Lleva cosiendo dos horas, con puntadas minúsculas, reconstruyendo una trama tan fina como la de la tela blanca con dibujos malva, y ahora que el despertador de sus inquilinos la ha sobresaltado, sería incapaz de decir en qué ha estado pensando durante estas dos horas. Hace calor. El aire no ha sido nunca tan bochornoso. Por la tarde el sol da de lleno en esta parte del Faubourg Saint-Honoré. Dominique ha cerrado sus persianas, pero no ha ajustado del todo las dos hojas; ha dejado un resquicio vertical de unos centímetros por el que descubre las casas de enfrente, y, a ambos lados de este resquicio por el que entra el sol difuminado, brillan las ranuras horizontales, más estrechas, abiertas en la madera.
Este dibujo luminoso, de donde brota un calor abrasador, acaba grabándose en los ojos, en la cabeza, y, si miras de pronto a otro lado, lo proyectas al mismo tiempo que la mirada, lo trasladas a la puerta parda, a la pared, al suelo.

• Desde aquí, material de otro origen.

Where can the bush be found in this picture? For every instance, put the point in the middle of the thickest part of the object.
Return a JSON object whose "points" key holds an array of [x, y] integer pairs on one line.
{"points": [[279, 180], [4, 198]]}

Autobuses cada dos minutos. Se los oye afluir, enormes, al fondo de la zanja de la calle, tienen algo malévolo en su brutalidad, sobre todo los que suben a la Place des Ternes y de pronto, delante de la casa, donde se acentúa la cuesta, cambian ruidosamente de marcha. Dominique está acostumbrada, pero pasa como con los rayos de sol, los oye a pesar suyo, el ruido penetra en su cabeza, le deja una huella zumbante. ¿No ha parado el despertador al lado? Sin embargo, le parece estar oyéndolo aún. Quizás el aire es tan espeso que conserva las huellas de los sonidos como el barro las de las pisadas.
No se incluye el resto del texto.